Вторая история рассказывает, что Пахомий увидел похоронную процессию и двух ангелов, следующих за гробом. Отвечая на его немое удивление, ангелы объяснили: «…наю един Среда есть, а другий Пяток, понеже человек сий и до дни исхода честь нам воздавал пощением и чистотою и милостынею, за то ему последуем…»{251}. Святой Иаков слышал глас, глаголющий с небес, подтверждавший необходимость поста: «Блажен есть той человек, творяй тако, и егда временнаго отыде жития, срящета душу идущу на небо два ангела среда и пяток, целуеста его радостию»{252}. В другой редакции говорится: «Аще в среду человек или в пяток не ест сыра, ни молока, ни яйца, но овощ земный — егда приидет ангел по душу его и ведет ю на третее небо и срящет ю ангел среде и речет ей: радуйся, душа, много еси пострадала мене ради на земли, и ведут ю на пятое небо, и срящет ю пятнице ангел и речет: радуйся, душе, много еси пострадала на земли мене ради». Те же, кто не соблюдал пост в эти дни, подвергнутся ужасному наказанию — они будут распяты{253}.
Создается впечатление, что эти три истории, включенные в «Измарагд», не согласуются с его здравым учением о посте {254}. Однако они были восприняты русским народом, который во множестве различных вариантов повторял их в своих сказаниях и песнях{255}.
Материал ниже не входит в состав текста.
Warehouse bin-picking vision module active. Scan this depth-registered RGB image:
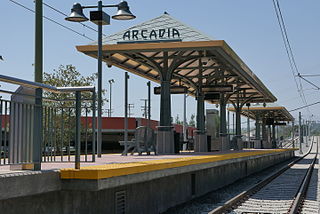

Мифология дней недели отвлекла нас от главного предмета поста — покаяния и страха. Воздержание и другие формы аскезы не ограничивались лишь определенными днями календаря. Ряд нравственных предписаний «Измарагда» вдохновляется аскетическим духом, который порожден, по–видимому, доктриной страха. Это этика самоограничения, направленная, главным образом, против потакания чувственным инстинктам. Следовало бы ожидать среди этой категории запретов предостережения против чревоугодия, пьянства и похоти. К удивлению, мы не находим даже упоминания о чревоугодии ни в одной из редакций «Измарагда» и ни одной главы о сексуальных грехах в его первой редакции. Во второй редакции блуд как грех упоминается по случаю, в то время как девство называется наивысшим нравственным состоянием; вся тяжесть осуждения падает на грех прелюбодеяния. Однако прелюбодеяние — это не просто чувственный, но также и социальный грех; его порицание не обязательно связано с аскетизмом.